The Connector
The Connector

Guests chat around a rock garden installation at the grand opening of SCAD's Digital Media Center.

Like a proud parent, SCAD showed off its new baby — and the oohs and aahs were plentiful. The baby is the 60,000-square-foot building SCAD acquired and transformed into its Digital Media Center. Oct. 7 marked the grand opening of the DMC, the fifth building to join SCAD’s growing Atlanta location.

Invited guests from the surrounding community and elsewhere poured in to tour the three-story facility, which boasts 12 classrooms, a green-screen stage, a 75-seat screening room, a Foley sound stage, a TV studio, labs and a gaming lounge.

Among the guests were people who remember the building before it belonged to SCAD, including Jim Summers, whose son Ricky Summers is an interactive design and game development major at SCAD. The elder Summers, a retired astronomer, said he used to visit the building when it was home to Atlanta’s NBC affiliate, WXIA-TV.

“It’s impressive,” Summers said of the DMC. “A whole lot better than when it was a TV station.”

Barry Compton, vice president of H.J. Russell & Company, a construction and real estate firm, recalled what the DMC could have been.

“We almost bought it out from under [SCAD] for Atlanta Public Safety,” Compton said. “But I’m glad [SCAD] got it.

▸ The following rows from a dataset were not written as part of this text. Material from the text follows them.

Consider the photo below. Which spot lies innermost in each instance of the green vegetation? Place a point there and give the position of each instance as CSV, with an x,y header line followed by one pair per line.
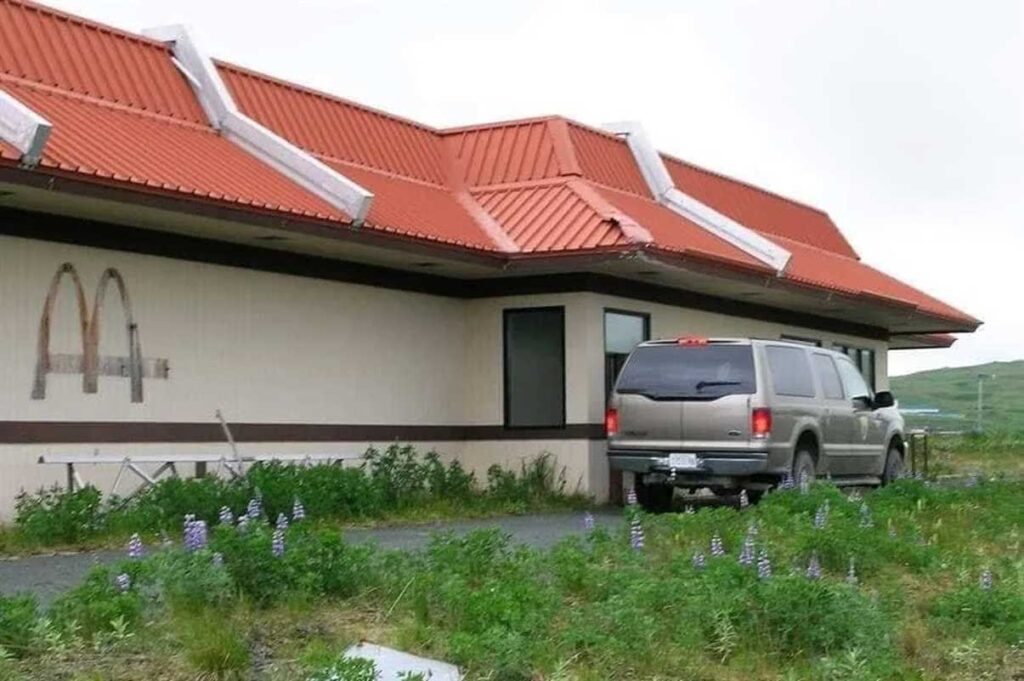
x,y
954,391
936,592
393,484
996,455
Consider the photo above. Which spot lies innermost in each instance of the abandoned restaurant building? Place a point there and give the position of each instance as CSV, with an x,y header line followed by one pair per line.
x,y
181,236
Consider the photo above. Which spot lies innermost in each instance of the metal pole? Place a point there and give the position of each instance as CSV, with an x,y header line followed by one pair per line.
x,y
981,397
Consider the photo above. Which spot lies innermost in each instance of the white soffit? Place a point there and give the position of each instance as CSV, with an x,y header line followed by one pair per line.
x,y
659,181
270,147
23,128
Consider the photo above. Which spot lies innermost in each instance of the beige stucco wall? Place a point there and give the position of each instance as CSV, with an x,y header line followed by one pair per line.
x,y
273,348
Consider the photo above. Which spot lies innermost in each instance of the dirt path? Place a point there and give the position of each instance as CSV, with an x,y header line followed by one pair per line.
x,y
47,576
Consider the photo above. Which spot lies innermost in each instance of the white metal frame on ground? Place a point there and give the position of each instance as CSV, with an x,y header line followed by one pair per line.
x,y
235,466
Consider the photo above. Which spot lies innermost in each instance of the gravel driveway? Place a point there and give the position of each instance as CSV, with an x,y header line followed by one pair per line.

I think the arts of Atlanta need to stay in this core [area], and I think this is a great addition to the core.”

But despite the building’s history, the grand opening was all about showing off its future.

Along with the stroll through the DMC’s Zen-inspired interior, guests got to munch on hors d’oeuvres, ask questions and see it all in action.

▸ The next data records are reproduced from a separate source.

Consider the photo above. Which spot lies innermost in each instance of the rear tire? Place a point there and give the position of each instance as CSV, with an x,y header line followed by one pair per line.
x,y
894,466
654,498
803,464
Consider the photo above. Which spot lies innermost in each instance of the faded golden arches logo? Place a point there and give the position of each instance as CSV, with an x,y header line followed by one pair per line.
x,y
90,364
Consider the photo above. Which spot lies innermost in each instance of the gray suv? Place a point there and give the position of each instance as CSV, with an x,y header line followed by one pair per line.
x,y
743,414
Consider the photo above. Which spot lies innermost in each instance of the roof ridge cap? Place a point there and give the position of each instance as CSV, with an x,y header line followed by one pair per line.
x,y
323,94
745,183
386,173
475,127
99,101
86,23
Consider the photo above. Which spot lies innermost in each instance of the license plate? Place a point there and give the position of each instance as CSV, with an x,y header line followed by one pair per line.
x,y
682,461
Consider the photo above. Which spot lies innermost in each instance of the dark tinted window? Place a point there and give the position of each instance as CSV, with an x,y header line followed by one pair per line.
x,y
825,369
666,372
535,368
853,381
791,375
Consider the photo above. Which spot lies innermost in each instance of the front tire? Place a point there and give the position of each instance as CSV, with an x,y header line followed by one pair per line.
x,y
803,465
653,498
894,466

On hand to answer some of the questions were SCAD President Paula Wallace; Executive Adviser to the School of Film, Digital Media and Performing Arts Scott Ross; and Dean of the School of Film, Digital Media and Performing Arts Peter Weishar, all who mingled and chatted with guests throughout the evening.

Their most highlighted point of the night: Everything in the facility is state-of-the-art and industry-standard.

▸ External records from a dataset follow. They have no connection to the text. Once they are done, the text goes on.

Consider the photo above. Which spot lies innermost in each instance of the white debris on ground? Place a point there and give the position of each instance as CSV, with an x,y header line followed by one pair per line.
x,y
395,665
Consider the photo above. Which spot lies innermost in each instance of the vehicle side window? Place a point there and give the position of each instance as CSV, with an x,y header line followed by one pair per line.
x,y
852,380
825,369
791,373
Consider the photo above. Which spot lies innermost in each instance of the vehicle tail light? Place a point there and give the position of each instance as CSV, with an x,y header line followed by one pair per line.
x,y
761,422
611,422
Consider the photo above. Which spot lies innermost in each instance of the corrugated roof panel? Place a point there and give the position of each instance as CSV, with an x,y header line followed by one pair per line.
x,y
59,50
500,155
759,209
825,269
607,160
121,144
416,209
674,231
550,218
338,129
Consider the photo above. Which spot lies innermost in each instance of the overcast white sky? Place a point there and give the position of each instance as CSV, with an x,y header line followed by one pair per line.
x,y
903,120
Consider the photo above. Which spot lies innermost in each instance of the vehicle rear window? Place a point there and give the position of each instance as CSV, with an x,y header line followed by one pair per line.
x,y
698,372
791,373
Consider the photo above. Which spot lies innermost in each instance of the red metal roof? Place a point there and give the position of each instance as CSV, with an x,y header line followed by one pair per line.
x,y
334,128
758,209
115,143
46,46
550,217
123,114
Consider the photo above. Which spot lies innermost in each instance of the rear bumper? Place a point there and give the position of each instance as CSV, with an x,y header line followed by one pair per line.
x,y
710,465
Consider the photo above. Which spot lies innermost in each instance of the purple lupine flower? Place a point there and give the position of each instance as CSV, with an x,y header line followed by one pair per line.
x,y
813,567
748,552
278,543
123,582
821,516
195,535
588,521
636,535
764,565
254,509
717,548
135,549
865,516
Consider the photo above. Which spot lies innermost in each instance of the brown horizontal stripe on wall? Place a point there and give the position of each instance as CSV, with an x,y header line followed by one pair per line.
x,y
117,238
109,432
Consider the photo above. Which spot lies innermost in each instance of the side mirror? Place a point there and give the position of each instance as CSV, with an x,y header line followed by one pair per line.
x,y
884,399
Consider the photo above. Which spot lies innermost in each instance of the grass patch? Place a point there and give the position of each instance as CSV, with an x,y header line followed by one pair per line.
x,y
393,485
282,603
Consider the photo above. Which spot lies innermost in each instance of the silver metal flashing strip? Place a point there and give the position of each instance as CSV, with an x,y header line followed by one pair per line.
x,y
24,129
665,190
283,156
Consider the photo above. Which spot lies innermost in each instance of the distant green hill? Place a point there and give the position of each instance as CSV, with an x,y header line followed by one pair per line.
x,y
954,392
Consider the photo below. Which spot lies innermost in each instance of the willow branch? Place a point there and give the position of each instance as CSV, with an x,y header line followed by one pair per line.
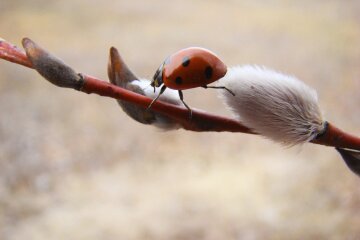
x,y
60,74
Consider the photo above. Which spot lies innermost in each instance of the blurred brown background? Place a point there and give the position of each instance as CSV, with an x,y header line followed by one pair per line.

In choosing the equipment for the DMC, “we were thinking about what students will be doing in five or six years,” Weishar said of the facility, especially its television studio. “Most news studios are just switching over to this.”

Actually, SCAD may be a little ahead of the industry, said Chris Sweigart, a reporter and director of social media at 11 Alive news, who worked at the 1611 W. Peachtree St. location before the WXIA moved to its current home at 1 Monroe Place.

“I think students are going to be disappointed when [they] get into the real world because the equipment is not nearly as good as it is here.

“Enjoy playing with the toys while you can,” he joked.

The toys of the TV studio make up a fully functional, all-digital control room, designed to double as a classroom, Weishar said. Guests served as a live audience in the studio during the production of “SCAD Night Live,” featuring the Honeybees Performance Ensemble.

Several students and professors were positioned in the classrooms and labs throughout the DMC, eager to demonstrate the workings of some of the building’s other gadgetry.

Interactive design and game development students offered guests a hands-on gaming demonstration. Guests used Tegra, a new hand-held device, to play an augmented reality game students created in collaboration with Georgia Tech students. The object of the first-person action game, played with a 2-D map and Skittles candy “bombs,” is to kill zombies and escort civilians to safety.

In another room, visual effects students captivated guests by using Houdini 3-D animation software to create fire, water and smoke.

Some put their sketch pencils to work to demonstrate the hand-drawn, 2-D animation process, like that used in Disney animations. Others tinkered with fired clay figures, cutouts and hand-drawn mouths and eyes, giving visitors a glimpse into the world of stop-motion animation — one of SCAD Atlanta’s newest majors.

Animation professor Becky Wible Searles helped students demonstrate and explain stop motion. Wimble Searles, who once owned a stop-motion animation studio in New York and helped launch the stop-motion program in Savannah, described the technique as sculptural animation, similar to that used to create characters like the old children’s favorite Gumby.

“SCAD is using the same techniques as professionals,” Wimble Searles said.

An idea students find “awesome.”

“I feel like they’re spoiling us because there’s so much fancy stuff here,” said Miranda Bradley, a third-year animation major.

While students feel spoiled, President Paula Wallace calls students and graduates the inspiration behind the facility.

“Their high level of work in digital media – from motion media design to television producing – demands a specialized environment,” Wallace said in a news release.

And it’s an environment SCAD hopes will draw more students to the university, said Heather Lund, a SCAD alumna and transfer admission counselor.

“I think that once people see the industry-standard facilities and equipment we have to offer our students, they’ll see that it’s worth the tuition,” she said.